Deadlock simulation using std::mutex

Question

I have following example:

template <typename T>
class container
{
public:
    std::mutex _lock;
    std::set<T> _elements;

    void add(T element)
    {
        _elements.insert(element);
    }

    void remove(T element)
    {
        _elements.erase(element);
    }
};

void exchange(container<int>& cont1, container<int>& cont2, int value)
    {
        cont1._lock.lock();
        std::this_thread::sleep_for(std::chrono::seconds(1));

        cont2._lock.lock();

        cont1.remove(value);
        cont2.add(value);

        cont1._lock.unlock();
        cont2._lock.unlock();
    }

    int main() 
    {
        container<int> cont1, cont2;

        cont1.add(1);
        cont2.add(2);

        std::thread t1(exchange, std::ref(cont1), std::ref(cont2), 1);
        std::thread t2(exchange, std::ref(cont2), std::ref(cont1), 2);

        t1.join();
        t2.join();

        return 0;
    }

In this case I'm expiriencing a deadlock. But when I use std::lock_guard instead of manually locking and unlocking mutextes I have no deadlock. Why?

void exchange(container<int>& cont1, container<int>& cont2, int value)
{
    std::lock_guard<std::mutex>(cont1._lock);
    std::this_thread::sleep_for(std::chrono::seconds(1));

    std::lock_guard<std::mutex>(cont2._lock);

    cont1.remove(value);
    cont2.add(value);
}

Answer 1

Your two code snippets are not comparable. The second snippet locks and immediately unlocks each mutex as the temporary lock_guard object is destroyed at the semicolon:

std::lock_guard<std::mutex>(cont1._lock);  // temporary object

The correct way to use lock guards is to make scoped variables of them:

{
    std::lock_guard<std::mutex> lock(my_mutex);

    // critical section here

}   // end of critical section, "lock" is destroyed, calling mutex.unlock()

(Note that there is another common error that's similar but different:

std::mutex mu;
// ...
std::lock_guard(mu);

This declares a variable named mu (just like int(n);). However, this code is ill-formed because std::lock_guard does not have a default constructor. But it would compile with, say, std::unique_lock, and it also would not end up locking anything.)

Now to address the real problem: How do you lock multiple mutexes at once in consistent order? It may not be feasible to agree on a single lock order across an entire codebase, or even across a future user's codebase, or even in local cases as your example shows. In such cases, use the std::lock algorithm:

std::mutex mu1;
std::mutex mu2;

void f()
{
    std::lock(mu1, mu2);

    // order below does not matter
    std::lock_guard<std::mutex> lock1(mu1, std::adopt_lock);        
    std::lock_guard<std::mutex> lock2(mu2, std::adopt_lock);
}

In C++17 there is a new variadic lock guard template called scoped_lock:

void f_17()
{
    std::scoped_lock lock(mu1, mu2);

    // ...
}

The constructor of scoped_lock uses the same algorithm as std::lock, so the two can be used compatibly.

Answer 2

While Kerrek SB's answer is entirely valid I thought I'd throw an alternative hat in the ring. std::lock or any try-and-retreat deadlock avoidance strategies should be seen as the last resort from a performance perspective.

How about:

#include <functional> //includes std::less<T> template.

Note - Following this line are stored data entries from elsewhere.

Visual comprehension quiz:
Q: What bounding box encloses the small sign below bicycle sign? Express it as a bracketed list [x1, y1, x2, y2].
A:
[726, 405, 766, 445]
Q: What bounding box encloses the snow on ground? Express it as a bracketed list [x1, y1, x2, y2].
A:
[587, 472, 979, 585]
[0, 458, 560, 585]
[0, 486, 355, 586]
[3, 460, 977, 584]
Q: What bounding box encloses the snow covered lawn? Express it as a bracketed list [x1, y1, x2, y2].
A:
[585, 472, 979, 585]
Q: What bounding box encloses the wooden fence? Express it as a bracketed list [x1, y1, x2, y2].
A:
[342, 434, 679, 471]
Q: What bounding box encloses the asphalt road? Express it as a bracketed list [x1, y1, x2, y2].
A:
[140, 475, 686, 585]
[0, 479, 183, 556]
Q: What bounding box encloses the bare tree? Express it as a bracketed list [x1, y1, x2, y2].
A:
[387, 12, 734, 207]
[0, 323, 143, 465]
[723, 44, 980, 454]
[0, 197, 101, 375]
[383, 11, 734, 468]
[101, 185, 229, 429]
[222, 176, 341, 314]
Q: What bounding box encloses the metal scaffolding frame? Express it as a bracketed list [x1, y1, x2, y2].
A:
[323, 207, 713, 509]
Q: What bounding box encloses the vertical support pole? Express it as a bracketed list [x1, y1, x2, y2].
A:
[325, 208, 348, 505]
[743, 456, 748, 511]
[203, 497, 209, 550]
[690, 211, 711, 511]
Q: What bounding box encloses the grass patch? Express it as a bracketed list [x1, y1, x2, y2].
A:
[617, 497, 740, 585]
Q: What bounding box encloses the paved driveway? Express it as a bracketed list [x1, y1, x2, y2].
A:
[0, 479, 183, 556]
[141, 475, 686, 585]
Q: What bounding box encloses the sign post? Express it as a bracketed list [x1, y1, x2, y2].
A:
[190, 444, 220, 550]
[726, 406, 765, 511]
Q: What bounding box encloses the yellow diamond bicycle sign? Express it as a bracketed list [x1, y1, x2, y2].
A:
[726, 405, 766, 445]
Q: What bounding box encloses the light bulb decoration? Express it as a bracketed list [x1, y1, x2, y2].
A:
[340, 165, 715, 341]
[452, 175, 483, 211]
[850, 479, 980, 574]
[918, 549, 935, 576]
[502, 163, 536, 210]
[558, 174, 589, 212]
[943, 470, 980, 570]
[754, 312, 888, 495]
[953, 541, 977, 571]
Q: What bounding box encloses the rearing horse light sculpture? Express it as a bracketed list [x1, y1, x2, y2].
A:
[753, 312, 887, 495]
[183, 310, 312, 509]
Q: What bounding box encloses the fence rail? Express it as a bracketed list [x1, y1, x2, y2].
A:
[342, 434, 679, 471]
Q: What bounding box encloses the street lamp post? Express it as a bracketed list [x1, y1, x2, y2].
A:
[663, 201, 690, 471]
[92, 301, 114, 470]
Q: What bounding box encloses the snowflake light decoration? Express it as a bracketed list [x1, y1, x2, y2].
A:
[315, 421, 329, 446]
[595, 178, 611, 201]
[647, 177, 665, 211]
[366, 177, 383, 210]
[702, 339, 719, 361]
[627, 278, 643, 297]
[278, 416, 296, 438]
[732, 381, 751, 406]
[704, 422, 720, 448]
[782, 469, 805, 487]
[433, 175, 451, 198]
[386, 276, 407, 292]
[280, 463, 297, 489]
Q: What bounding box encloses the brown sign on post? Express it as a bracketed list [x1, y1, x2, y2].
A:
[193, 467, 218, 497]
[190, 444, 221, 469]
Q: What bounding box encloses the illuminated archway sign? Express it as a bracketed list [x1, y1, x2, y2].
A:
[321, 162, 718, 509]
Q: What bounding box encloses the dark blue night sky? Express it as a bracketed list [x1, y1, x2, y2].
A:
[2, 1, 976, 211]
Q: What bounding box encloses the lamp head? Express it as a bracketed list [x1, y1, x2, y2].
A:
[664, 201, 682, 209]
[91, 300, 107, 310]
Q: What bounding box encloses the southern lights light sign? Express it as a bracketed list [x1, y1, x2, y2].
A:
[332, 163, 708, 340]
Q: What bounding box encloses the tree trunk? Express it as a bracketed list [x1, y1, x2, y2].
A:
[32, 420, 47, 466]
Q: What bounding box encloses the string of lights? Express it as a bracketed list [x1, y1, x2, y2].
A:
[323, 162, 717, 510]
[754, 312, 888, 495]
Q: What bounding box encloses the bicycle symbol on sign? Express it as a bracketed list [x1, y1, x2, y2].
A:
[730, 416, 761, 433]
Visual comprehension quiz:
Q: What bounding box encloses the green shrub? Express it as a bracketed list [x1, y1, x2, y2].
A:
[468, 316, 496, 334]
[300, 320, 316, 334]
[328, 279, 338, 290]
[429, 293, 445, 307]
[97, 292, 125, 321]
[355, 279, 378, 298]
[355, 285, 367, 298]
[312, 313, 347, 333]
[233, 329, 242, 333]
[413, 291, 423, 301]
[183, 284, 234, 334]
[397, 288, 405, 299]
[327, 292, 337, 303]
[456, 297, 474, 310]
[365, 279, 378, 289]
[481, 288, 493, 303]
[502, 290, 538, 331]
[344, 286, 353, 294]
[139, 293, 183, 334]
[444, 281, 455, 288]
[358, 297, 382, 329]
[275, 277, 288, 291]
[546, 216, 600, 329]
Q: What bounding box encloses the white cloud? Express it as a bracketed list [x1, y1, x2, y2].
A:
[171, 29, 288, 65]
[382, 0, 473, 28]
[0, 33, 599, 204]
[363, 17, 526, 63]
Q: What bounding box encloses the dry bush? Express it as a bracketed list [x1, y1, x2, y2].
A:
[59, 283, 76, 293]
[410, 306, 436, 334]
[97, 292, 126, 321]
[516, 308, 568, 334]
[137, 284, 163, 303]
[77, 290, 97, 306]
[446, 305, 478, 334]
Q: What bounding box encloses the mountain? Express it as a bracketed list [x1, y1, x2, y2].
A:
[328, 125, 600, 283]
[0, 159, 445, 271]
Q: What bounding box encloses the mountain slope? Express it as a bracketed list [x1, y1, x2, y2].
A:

static const std::less<void*> l;//comparison object. See note.

void exchange(container<int>& cont1, container<int>& cont2, int value)
    {
        if(&cont1==&cont2) {
            return; //aliasing protection.
        }
        std::unique_lock<std::mutex> lock1(cont1._lock, std::defer_lock);
        std::unique_lock<std::mutex> lock2(cont2._lock, std::defer_lock);
        if(l(&cont1,&cont2)){//in effect portal &cont1<&cont2
            lock1.lock();
            std::this_thread::sleep_for(std::chrono::seconds(1));
            lock2.lock();
        }else{
            lock2.lock();
            std::this_thread::sleep_for(std::chrono::seconds(1));
            lock1.lock();
        } 
        cont1.remove(value);
        cont2.add(value);
    }

This code uses the memory address of the objects to determine an arbitrary but consistent lock order. This approach can (of course) be generalized.

Note also that in reusable code the aliasing protection is necessary because the version where cont1 is cont2 would be invalid by trying to lock the same lock twice. std::mutex cannot be assumed to be a recursive lock and normally isn't.

NB: The use of std::less<void> ensures compliance as it guarantees a consistent total ordering of addresses. Technically (&cont1<&cont2) is unspecified behavior. Thanks Kerrek SB!